Especialistas apontam necessidade de ações de prevenção para enfrentar violência entre mulheres jovens



22.05.2015


Da Agência Patrícia Galvão

Ações educativas nas comunidades e escolas, atenção à proliferação de atos violentos nas mídias sociais, na propaganda e na internet, e desconstrução de estereótipos de gênero que ditam padrões de feminilidade e masculinidade são caminhos apontados por especialistas no I Seminário Internacional Cultura da Violência contra as Mulheres, realizado pelos Institutos Patrícia Galvão e Vladimir Herzog em São Paulo, no eixo de debate sobre juventude e a cultura de violência contra as mulheres, na quarta-feira (20/05)

A palestrante Marai Larasi, ativista em mídia, juventude, gênero e violência há 20 anos e diretora executiva da Imkaan, abriu o debate nesta sessão do seminário. A Imkaan é uma organização não governamental feminista negra sediada no Reino Unido. “A violência contra as mulheres tem causa na violência de gênero. E para muitas mulheres e meninas a violência é a norma”, disse.

Marai ressaltou também a intersecção entre violência de gênero, racismo, descriminação de pessoas com deficiência e a homofobia. A especialista lembrou como essa cultura carrega em si o impacto da colonização de povos inteiros sobre o comportamento dos homens, ao colocar a agressividade como algo aceitável e necessário.

Estereótipos de gênero – No Painel Elementos para uma cultura de não violência contra as mulheres entre jovens, a antropóloga Maria Luiza Heiborn, da Universidade do Estado do Rio de Janeiro e pesquisadora do CLAM, explicou que o comportamento violento de vários homens é sustentado pelo conceito de masculinidade hegemônica, calcado no controle e exercício da força sobre a mulher. “O homem tem que ser machão, viril, o que age de forma diferente, não tem o comportamento esperado pelos outros, é feminilizado e diminuído”.
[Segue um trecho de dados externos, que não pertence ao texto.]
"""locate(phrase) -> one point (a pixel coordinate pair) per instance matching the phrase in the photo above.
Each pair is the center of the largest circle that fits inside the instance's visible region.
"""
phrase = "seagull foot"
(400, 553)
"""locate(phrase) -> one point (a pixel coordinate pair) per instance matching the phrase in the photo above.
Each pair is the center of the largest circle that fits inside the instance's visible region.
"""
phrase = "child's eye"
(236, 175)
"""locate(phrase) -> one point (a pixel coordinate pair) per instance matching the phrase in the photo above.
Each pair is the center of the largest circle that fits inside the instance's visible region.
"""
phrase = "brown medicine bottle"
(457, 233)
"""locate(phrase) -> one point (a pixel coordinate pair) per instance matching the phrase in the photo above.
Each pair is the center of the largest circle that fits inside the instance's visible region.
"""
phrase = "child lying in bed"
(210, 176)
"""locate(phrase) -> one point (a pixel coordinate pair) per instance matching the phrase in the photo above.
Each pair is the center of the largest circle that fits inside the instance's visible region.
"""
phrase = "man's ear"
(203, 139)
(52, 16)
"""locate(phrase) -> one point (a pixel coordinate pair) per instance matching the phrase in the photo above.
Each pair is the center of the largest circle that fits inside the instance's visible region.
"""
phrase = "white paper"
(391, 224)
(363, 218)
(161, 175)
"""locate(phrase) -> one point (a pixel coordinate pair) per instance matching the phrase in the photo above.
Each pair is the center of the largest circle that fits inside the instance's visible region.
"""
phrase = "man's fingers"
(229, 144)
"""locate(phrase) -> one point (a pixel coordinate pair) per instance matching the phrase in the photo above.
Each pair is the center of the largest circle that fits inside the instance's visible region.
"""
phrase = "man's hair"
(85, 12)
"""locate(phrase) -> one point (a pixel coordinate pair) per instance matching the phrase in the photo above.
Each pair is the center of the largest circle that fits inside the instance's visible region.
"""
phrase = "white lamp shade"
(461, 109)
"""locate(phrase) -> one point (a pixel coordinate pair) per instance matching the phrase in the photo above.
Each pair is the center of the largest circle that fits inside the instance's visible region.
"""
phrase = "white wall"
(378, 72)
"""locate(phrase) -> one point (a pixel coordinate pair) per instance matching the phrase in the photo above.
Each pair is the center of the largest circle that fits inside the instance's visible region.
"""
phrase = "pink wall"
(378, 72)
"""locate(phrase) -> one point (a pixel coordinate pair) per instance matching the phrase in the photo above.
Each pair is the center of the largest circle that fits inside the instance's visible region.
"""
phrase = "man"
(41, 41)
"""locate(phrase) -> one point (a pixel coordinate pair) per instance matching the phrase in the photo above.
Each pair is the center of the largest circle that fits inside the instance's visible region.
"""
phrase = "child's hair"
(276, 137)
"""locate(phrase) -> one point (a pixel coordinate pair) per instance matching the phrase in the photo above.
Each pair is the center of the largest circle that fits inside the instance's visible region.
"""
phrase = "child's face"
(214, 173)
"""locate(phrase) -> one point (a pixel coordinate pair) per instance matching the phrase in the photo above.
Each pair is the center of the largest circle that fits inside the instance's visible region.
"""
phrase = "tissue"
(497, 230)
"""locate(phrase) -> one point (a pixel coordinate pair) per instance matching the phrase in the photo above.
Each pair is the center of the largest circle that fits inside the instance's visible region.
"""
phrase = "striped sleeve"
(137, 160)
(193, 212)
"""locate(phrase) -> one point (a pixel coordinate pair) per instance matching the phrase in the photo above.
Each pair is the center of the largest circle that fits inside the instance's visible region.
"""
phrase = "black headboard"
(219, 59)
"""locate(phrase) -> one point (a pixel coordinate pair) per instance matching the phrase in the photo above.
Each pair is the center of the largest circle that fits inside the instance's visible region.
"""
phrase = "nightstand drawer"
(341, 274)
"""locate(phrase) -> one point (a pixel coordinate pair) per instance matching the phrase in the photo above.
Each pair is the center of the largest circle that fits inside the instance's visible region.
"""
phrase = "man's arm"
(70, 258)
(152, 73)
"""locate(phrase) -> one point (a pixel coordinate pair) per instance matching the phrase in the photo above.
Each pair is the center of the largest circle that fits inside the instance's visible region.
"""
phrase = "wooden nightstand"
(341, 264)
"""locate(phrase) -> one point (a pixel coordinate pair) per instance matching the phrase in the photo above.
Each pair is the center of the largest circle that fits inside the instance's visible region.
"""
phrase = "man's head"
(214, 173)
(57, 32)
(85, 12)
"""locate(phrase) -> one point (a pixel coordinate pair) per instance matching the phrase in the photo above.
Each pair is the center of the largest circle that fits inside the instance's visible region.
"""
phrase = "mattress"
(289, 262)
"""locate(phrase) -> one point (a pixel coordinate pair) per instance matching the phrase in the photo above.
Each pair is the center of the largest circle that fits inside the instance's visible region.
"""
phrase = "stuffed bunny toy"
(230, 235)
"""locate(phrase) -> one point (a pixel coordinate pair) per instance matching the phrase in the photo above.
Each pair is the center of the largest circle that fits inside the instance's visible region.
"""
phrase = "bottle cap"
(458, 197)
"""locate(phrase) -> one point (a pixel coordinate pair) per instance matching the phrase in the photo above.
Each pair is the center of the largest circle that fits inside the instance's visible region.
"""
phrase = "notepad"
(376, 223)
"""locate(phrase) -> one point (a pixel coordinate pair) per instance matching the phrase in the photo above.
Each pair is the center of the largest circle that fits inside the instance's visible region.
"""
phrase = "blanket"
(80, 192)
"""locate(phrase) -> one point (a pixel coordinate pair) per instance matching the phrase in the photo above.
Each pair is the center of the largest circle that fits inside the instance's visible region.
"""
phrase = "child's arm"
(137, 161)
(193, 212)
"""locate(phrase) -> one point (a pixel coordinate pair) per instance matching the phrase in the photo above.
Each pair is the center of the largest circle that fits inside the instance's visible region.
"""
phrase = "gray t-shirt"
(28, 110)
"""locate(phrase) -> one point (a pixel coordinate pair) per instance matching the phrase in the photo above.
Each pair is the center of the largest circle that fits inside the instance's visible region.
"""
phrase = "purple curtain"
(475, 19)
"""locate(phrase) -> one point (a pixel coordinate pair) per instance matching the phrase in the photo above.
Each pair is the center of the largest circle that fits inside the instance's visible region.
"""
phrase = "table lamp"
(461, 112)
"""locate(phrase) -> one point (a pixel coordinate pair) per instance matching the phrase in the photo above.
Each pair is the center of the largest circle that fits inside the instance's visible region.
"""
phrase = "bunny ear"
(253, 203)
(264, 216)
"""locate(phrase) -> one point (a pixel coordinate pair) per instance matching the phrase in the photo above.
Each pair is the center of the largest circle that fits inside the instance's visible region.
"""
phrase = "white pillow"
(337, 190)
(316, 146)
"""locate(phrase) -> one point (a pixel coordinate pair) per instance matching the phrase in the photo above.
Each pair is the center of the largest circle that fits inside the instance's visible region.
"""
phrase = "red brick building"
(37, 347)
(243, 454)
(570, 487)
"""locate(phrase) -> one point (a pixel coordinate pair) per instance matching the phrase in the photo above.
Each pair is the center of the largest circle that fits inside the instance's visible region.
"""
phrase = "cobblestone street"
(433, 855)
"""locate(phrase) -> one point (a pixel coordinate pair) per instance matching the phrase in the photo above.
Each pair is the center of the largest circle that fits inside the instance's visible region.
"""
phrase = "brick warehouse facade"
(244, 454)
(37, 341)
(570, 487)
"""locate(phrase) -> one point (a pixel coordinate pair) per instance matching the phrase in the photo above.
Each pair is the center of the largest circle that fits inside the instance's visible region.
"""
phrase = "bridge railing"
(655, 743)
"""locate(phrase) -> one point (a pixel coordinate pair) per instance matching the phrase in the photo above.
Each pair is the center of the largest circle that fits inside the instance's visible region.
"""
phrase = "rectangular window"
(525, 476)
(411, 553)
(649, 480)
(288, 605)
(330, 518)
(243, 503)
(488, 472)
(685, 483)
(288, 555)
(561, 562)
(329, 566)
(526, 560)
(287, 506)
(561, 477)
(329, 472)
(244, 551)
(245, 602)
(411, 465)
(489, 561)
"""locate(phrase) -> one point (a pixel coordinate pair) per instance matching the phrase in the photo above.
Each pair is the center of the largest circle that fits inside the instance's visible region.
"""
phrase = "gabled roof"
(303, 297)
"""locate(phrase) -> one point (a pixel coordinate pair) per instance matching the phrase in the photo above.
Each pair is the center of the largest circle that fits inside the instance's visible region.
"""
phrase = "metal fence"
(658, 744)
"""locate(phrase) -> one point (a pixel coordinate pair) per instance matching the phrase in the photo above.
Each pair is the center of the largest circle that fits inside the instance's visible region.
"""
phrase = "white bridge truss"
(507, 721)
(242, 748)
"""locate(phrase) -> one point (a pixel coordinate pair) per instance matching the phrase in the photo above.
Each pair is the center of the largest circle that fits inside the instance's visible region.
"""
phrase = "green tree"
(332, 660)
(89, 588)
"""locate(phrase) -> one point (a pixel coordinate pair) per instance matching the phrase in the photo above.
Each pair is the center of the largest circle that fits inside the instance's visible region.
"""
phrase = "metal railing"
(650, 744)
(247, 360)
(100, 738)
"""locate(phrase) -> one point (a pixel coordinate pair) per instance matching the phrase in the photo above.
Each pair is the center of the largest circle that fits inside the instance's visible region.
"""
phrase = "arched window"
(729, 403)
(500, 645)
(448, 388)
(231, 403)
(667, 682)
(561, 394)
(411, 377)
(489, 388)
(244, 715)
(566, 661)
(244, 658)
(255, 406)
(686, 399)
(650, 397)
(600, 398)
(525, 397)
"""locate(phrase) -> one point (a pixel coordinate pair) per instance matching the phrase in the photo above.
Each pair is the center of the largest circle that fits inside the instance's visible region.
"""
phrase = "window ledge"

Ao mesmo tempo, também existe uma pressão social contra as mulheres. “As meninas são incitadas a se hipersexualizarem para chegarem a uma feminilidade hegemônica”.

Professor da Universidade de Brown e pesquisador sobre masculinidades do Colégio de México, o painelista Matthew Gutmann elencou exemplos de modelos sociais que permitem a perpetuação dessa masculinidade hegemônica, como o discurso que homens são assim “naturalmente” agressivos; o discurso midiático e o senso comum de que o homem deve ter o maior número de relacionamentos possível. “Devemos entender que não se trata de uma “questão biológica”, do íntimo animal, que faz com que homens hajam desta maneira. Eles agem assim por questões culturais impostas na criação e na sociedade”, salienta.

Heiborn lembrou que um dos ritos que reafirmam essa concepção de masculinidade é a iniciação sexual, amplamente divulgada pelo rapaz, e por vezes também seus familiares, entre todos os conhecidos para provar a masculinidade e a superioridade sobre o feminino. “Essa ideia de controlar é o que constitui o cerne da questão da violência no Brasil. A necessidade de exercer esse controle moral e sexual sobre a vida da mulher e da menina é o que leva o jovem a divulgar fotos íntimas da ex-companheira ou colega, ou difamá-la nas redes sociais porque ela quis terminar o relacionamento ou não quis iniciar um”.

Novas formas de perpetuação da violência – A divulgação de imagens pelas redes sociais é uma das novas formas de violência a qual a sociedade precisa estar atenta, aponta Marai Larasi.“É fundamental entender o inimigo, que hoje com a tecnologia está um pouco diferente”.

Para a especialista é fundamental pensar no espaço virtual como uma nova rua ou casa, e no que pode ser feito para proteger as meninas e adolescentes que sofrem essas agressões. “Não temos educação para as pessoas se comportarem no ambiente virtual. Temos uma área cinzenta e temos que conversar sobre isso”. Ela falou também sobre o fato da rede virtual facilitar a desumanização do outro. “É preciso desumanizar a pessoa para agredi-la e a internet permite que se faça isso de diferentes formas”.

Além da internet, Maria Luiza Heiborn lembrou como o sexismo também está presente na publicidade brasileira, especialmente nas propagandas de cerveja e automóveis, que vendem, respectivamente, os corpos de mulheres e a ideia de agressividade dos homens no trânsito como exemplo de virilidade.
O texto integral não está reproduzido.